Within three months of the March on Washington, president John F Kennedy would be assassinated. Lyndon Johnson would win the 1964 presidential election and almost immediately begin to crank up the Vietnam War. By 1965, the soft words of “Blowin’ in the Wind” would change to the rage of Barry McGuire singing “Eve of Destruction.”

Although the civil-rights laws inspired by the march would pass in 1964 and 1965, the dream of Martin Luther King would be replaced by the black-power movement of Malcom X, Huey Newton, and Stokely Carmichael. Race riots were on the horizon.

The United States was moving inexorably toward 1968, when King and Robert Kennedy would be assassinated, violence would engulf the Democratic Convention in Chicago, and the US troop level in Vietnam would reach 549,500. The dreams of Martin Luther King were being eroded. These were times for rage.

In race relations today we witness a repudiation of King’s dream of a nation where “little black boys and black girls will be able to join hands with little white boys and white girls as sisters and brothers.” Especially among the political class, people are expected to see themselves as members of a group, black or white, and the rules are to be different, determined by who has the power.

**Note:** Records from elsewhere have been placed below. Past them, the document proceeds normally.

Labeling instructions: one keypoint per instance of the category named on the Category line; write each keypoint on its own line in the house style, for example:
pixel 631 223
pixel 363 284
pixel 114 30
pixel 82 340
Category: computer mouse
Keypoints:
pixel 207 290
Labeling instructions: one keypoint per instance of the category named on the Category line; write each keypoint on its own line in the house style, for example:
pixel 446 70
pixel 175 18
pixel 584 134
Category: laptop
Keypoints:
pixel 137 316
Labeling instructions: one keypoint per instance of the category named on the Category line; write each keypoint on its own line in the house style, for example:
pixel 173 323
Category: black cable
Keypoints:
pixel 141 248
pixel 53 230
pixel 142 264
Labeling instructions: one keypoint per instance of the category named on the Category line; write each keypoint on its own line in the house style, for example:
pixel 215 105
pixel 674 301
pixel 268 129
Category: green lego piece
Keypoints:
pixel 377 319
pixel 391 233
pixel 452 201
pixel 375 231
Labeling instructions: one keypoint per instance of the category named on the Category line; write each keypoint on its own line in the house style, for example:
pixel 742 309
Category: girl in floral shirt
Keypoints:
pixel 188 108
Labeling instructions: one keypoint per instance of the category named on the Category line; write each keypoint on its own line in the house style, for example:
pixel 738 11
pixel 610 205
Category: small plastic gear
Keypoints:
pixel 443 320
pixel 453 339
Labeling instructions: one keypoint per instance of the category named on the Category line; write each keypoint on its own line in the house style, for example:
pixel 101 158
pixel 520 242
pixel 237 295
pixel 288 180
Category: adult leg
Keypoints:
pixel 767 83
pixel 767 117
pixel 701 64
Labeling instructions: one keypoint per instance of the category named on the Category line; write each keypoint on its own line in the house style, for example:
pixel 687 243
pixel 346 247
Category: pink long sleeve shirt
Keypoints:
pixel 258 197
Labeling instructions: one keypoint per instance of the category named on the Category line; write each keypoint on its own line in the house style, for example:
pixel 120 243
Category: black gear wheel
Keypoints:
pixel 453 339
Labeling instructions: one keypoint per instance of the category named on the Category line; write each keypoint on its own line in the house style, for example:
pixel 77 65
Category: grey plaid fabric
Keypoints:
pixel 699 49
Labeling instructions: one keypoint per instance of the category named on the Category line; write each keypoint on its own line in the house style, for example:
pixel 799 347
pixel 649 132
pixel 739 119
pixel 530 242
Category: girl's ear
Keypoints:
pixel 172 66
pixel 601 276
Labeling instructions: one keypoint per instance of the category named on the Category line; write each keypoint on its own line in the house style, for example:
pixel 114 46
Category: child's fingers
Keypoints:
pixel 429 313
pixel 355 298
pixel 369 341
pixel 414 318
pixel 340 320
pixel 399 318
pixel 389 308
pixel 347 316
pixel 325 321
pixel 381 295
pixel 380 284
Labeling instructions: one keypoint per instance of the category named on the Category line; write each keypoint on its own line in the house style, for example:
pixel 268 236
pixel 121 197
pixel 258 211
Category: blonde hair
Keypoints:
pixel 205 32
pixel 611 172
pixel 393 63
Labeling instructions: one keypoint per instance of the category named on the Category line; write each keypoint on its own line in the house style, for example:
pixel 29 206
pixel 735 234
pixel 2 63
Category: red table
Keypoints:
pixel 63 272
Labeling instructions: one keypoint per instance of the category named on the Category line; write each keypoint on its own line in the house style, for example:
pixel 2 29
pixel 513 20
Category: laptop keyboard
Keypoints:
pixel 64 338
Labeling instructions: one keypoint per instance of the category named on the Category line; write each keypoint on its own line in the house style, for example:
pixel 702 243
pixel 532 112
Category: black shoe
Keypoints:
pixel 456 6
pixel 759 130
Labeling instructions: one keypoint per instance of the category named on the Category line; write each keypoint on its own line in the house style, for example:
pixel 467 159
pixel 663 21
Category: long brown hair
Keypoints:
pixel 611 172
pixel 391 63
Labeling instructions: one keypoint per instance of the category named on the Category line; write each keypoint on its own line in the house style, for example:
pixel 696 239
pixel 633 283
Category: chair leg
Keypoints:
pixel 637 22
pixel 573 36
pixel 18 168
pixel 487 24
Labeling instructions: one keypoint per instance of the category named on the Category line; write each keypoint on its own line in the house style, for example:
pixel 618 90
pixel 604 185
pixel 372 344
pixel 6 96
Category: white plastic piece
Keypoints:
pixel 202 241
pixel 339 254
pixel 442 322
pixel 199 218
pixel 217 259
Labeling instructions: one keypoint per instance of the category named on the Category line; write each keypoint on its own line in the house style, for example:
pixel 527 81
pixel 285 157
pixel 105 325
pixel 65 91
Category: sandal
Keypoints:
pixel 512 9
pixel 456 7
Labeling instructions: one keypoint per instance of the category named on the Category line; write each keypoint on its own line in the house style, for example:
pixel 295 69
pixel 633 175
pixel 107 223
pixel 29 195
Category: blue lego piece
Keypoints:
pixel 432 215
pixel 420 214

This view is not irrational. On average, and across many categories, there are differences between groups, and in many cases the differences are not minor. Power can provide a path to mitigate these differences, or even reverse them.

Is this not the purpose of war, one tribe or nation gaining at the expense of another through the use of force? But here we are talking about a war between factions within a single society, that is, civil war. One must ask whether class warfare, which often results in a tyrannical regime, is better than continuing with the promise of “life, liberty, and the pursuit of happiness,” as envisaged by the American Founders, and by Dr King.

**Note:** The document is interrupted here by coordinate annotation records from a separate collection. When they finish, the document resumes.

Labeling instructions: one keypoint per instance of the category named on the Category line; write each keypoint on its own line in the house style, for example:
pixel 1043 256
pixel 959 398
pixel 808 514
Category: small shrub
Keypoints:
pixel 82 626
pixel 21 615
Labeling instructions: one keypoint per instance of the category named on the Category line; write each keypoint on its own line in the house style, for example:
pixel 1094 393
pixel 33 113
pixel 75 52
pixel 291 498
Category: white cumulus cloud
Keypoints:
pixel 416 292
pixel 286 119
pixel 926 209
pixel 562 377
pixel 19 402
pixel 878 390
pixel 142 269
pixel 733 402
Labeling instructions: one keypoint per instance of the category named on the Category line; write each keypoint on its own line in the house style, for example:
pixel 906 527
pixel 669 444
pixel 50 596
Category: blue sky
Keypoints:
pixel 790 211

The problem with King’s dream is that it is inclusive, whereas often political power more easily accrues to those who play on resentment and are divisive.

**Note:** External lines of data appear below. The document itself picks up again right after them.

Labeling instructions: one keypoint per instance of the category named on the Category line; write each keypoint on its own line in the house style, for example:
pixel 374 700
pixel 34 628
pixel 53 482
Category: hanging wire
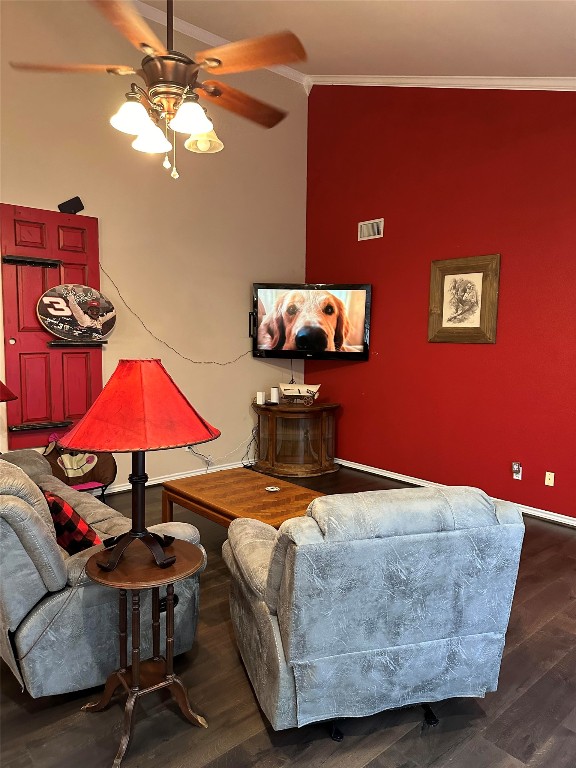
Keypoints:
pixel 174 174
pixel 161 341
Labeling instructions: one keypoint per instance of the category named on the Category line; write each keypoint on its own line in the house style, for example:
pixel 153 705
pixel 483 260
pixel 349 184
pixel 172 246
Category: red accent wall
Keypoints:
pixel 454 173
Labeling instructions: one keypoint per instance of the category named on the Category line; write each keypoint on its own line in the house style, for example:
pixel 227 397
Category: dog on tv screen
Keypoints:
pixel 311 321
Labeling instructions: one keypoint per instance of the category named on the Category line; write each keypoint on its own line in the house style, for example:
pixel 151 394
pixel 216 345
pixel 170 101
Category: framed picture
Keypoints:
pixel 464 300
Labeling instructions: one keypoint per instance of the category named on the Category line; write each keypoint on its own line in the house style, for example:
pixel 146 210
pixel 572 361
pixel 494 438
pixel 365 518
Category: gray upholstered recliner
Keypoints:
pixel 59 630
pixel 374 601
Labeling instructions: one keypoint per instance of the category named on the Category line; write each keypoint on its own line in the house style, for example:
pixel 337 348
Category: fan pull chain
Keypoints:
pixel 174 173
pixel 166 164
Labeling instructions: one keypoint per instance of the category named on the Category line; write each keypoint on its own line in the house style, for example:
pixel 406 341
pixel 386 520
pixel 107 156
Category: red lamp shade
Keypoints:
pixel 139 409
pixel 6 394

Resentment, perhaps the key driver of modern political passions, was inspired to a great extent by Jean-Jacques Rousseau in the 18th century. Resentment stoked the fires of the French Revolution and drove its carnage.

The economic class war has always been a case of the poor resenting the rich (and let us not absolve the rich from responsibility). Resentment drives tribal hatred and today is used to split the races and the sexes. It is an easy game to play.

For politicians who play the game, the aim is power, and the factions created are a means to that power. In a secular world, where there is no universal moral code, power becomes the sole arbiter. There is no God to write the natural law, but only human beings to measure their individual advantage.

The world in which King had a dream no longer exists. He was a Christian in an essentially Christian nation, and he could appeal to the morality of Christianity. The white man had to understand that God’s natural law, which anchored the Declaration of Independence, ipso facto applied to the black man. It was not a human choice, but a mandate of God, that the black man had to be free.

Edward R Dougherty

Edward Dougherty is distinguished professor of engineering at Texas A&M University.